Gericht: Europäischer Gerichtshof
Urteil verkündet am 16.07.1998
Aktenzeichen: C-287/96
Rechtsgebiete: Verordnung (EWG) Nr. 2220/85/EWG, Verordnung (EWG) Nr. 1722/93/EWG, Verordnung (EWG) Nr. 1766/92/EWG, Verordnung (EWG) 1418/76/EWG


Vorschriften:

Verordnung (EWG) Nr. 2220/85/EWG
Verordnung (EWG) Nr. 1722/93/EWG
Verordnung (EWG) Nr. 1766/92/EWG
Verordnung (EWG) 1418/76/EWG
Quelle: Gerichtshof der Europäischen Gemeinschaften in L-2925 Luxemburg

Artikel 10 Absatz 1 der Verordnung Nr. 1722/93 mit Durchführungsbestimmungen zu den Verordnungen Nr. 1766/92 und Nr. 1418/76 hinsichtlich der Produktionserstattungen für Getreide und Reis ist wie folgt auszulegen:

- Bei der durch diese Bestimmung vorgeschriebenen Verwendung eines Erzeugnisses des KN-Codes 3505 10 50 - seiner anschließenden Verarbeitung zu einem anderen Erzeugnis als Stärke oder seiner Ausfuhr in ein Drittland - handelt es sich um eine Hauptpflicht im Sinne von Artikel 20 Absatz 2 der Verordnung Nr. 2220/85 mit gemeinsamen Durchführungsbestimmungen zur Regelung der Sicherheiten für landwirtschaftliche Erzeugnisse.

- Ihre Erfuellung ist spätestens innerhalb der durch Artikel 28 dieser Verordnung gesetzten Fristen nachzuweisen; andernfalls verfällt die Sicherheit nach Maßgabe des Artikels 22 Absätze 1 und 2 dieser Verordnung in voller Höhe.
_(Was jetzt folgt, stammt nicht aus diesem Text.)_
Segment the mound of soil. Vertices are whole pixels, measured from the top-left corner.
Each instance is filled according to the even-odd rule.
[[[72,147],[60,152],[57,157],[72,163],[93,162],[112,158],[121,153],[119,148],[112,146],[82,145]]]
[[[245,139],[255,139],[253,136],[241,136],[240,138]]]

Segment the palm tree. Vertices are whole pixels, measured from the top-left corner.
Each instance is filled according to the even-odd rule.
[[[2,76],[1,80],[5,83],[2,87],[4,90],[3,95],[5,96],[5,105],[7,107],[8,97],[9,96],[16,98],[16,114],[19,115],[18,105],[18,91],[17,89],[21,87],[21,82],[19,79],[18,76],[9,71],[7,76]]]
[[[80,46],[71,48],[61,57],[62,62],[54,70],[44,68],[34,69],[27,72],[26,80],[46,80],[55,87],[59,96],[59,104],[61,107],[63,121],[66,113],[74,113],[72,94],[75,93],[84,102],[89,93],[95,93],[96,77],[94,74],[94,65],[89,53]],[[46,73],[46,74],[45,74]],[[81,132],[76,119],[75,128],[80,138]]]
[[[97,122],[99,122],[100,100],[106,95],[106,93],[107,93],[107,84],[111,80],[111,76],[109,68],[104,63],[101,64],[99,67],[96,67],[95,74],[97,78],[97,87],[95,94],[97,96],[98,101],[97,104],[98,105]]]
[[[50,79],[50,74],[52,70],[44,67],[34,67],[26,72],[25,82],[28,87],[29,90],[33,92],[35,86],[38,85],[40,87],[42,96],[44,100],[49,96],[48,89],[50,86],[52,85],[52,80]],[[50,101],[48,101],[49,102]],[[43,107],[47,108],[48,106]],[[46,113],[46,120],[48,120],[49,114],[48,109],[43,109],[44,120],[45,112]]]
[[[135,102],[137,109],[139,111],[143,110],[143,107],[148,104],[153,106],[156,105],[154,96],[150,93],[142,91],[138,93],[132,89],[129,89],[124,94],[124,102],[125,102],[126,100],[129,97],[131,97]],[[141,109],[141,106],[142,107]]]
Urteil des Gerichtshofes (Fünfte Kammer) vom 16. Juli 1998. - Kyritzer Stärke GmbH gegen Hauptzollamt Potsdam. - Ersuchen um Vorabentscheidung: Bundesfinanzhof - Deutschland. - Landwirtschaft - Gemeinsame Marktorganisation - Produktionserstattungen - Regelung der Sicherheiten - Fristen - Hauptpflicht - Nebenpflicht. - Rechtssache C-287/96.

Entscheidungsgründe:

1 Der Bundesfinanzhof hat mit Beschluß vom 4. Juli 1996, beim Gerichtshof eingegangen am 26. August 1996, gemäß Artikel 177 EG-Vertrag zwei Fragen nach der Auslegung der Verordnung (EWG) Nr. 2220/85 der Kommission vom 22. Juli 1985 mit gemeinsamen Durchführungsbestimmungen zur Regelung der Sicherheiten für landwirtschaftliche Erzeugnisse (ABl. L 205, S. 5) in Verbindung mit der Verordnung (EWG) Nr. 1722/93 der Kommission vom 30. Juni 1993 mit Durchführungsbestimmungen zu den Verordnungen (EWG) Nr. 1766/92 und (EWG) Nr. 1418/76 des Rates hinsichtlich der Produktionserstattungen für Getreide und Reis (ABl. L 159, S. 112) zur Vorabentscheidung vorgelegt.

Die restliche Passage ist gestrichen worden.